While not directly related to the Achilles injury that he was recovering from, this is a setback in the process.
There were thoughts he could be back in mid-April, but now it’s likely mid-May at the earliest before we see him.
As we’ve talked about on the Tomahawk Take podcast, slow playing Soroka’s return isn’t the worst thing in the world.
The Braves have the depth in the rotation to cover his innings while he’s out. And I’d much rather have Soroka fresh for the end of the season and postseason than rush to get him back and April or May.
So even if he doesn’t pitch until June, the Braves can cover him and be OK. The most important thing is just making sure they get to the postseason with a healthy Max Fried, Charlie Morton, Ian Anderson, and Soroka.
There was also a scare with Fried on Wednesday after taking a comebacker off the leg, but he appears to be fine and will make his next start.
Speaking of guys in the rotation who need to step up, much like Fried had to do last year, the Braves need him to be an ace many think he can be.
It’s been a rough start for him giving up 7 earned runs on 14 hits and 3 walks in 7 innings with 11 strikeouts.
Huascar Ynoa’s start on Wednesday was certainly encouraging after hearing the news on Soroka.

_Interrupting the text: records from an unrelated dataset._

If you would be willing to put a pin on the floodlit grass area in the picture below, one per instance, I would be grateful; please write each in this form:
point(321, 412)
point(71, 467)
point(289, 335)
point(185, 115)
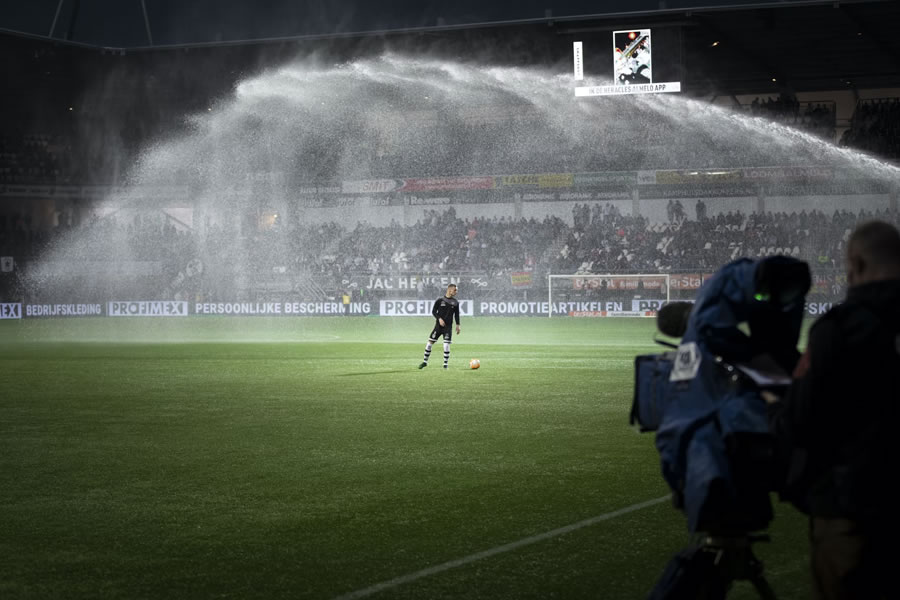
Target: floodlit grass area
point(310, 458)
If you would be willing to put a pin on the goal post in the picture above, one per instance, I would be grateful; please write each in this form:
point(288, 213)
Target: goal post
point(610, 294)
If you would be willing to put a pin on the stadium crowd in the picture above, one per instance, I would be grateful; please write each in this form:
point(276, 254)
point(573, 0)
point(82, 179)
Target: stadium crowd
point(876, 127)
point(166, 258)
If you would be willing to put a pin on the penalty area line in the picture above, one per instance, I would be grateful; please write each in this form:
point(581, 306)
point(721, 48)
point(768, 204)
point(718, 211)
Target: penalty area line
point(403, 579)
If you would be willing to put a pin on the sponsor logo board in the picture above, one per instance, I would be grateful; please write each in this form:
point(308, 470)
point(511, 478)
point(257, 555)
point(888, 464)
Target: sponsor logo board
point(147, 308)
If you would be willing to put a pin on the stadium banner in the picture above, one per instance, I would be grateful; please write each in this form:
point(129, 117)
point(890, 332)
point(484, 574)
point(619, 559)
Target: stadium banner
point(816, 309)
point(63, 310)
point(417, 308)
point(666, 87)
point(278, 309)
point(647, 304)
point(147, 308)
point(311, 189)
point(836, 187)
point(611, 313)
point(687, 281)
point(371, 186)
point(563, 308)
point(618, 283)
point(602, 179)
point(10, 310)
point(441, 184)
point(737, 189)
point(699, 176)
point(411, 282)
point(546, 180)
point(787, 173)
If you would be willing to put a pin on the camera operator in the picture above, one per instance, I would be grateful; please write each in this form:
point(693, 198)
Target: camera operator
point(837, 424)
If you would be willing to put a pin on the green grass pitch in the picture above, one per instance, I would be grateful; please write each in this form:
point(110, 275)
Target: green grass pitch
point(310, 458)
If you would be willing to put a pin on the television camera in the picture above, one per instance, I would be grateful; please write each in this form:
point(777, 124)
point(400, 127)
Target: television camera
point(703, 400)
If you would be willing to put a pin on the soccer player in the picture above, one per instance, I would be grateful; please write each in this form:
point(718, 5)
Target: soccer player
point(445, 309)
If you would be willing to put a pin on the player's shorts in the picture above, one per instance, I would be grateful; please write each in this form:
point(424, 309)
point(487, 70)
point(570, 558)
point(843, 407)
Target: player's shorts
point(439, 331)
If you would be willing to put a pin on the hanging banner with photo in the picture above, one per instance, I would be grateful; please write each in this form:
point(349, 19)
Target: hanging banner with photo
point(631, 57)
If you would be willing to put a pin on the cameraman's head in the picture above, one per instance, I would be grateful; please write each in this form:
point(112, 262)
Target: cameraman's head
point(873, 253)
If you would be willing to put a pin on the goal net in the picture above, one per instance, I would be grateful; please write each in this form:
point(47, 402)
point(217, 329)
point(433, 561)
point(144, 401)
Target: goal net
point(610, 295)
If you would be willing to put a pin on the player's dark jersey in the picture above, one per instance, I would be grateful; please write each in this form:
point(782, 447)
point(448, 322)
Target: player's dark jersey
point(447, 309)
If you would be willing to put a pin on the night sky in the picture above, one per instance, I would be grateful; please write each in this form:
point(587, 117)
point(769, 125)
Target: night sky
point(121, 23)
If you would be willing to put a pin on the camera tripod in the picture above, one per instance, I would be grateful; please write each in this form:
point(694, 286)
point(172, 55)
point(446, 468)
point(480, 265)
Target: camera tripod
point(732, 559)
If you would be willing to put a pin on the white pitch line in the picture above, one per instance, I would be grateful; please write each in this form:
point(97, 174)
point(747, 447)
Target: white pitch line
point(397, 581)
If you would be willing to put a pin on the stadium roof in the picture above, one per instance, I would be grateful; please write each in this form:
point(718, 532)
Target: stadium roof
point(725, 47)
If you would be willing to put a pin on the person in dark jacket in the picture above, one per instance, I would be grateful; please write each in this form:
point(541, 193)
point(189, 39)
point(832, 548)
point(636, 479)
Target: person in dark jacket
point(445, 309)
point(838, 421)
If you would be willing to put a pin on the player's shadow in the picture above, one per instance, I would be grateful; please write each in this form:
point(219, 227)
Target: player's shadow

He got in a jam in the third but got a huge double-play with Trea Turner up to get it out of that mess.
That’s been his biggest problem, he’ll be dominant for a while but there will be one inning where things unravel. If he gains the confidence to get past that he’ll be just fine.
He’ll likely get the first stab at that fifth spot in the rotation with Bryse Wilson ready to step in if needed.
But this is what the Braves spent $15 million on Charlie Morton for. To be that veteran presence in the rotation that can settle things down.
While we need Fried to be the ace, maybe even more importantly we need Morton to be the anchor. Someone we can depend on to go out every fifth day and give us a chance to win.
That’s why I’m not too concerned about the Soroka news and think it could be a blessing in disguise (saving his bullets for the end of the season).
It is concerning that this is the second time in three years he’s suffered from shoulder inflammation, which could lead to a much bigger issue.
But for now, I’m not pushing the panic button on him and am confident that the starting rotation will hold up just fine until he’s able to get back to 100 percent.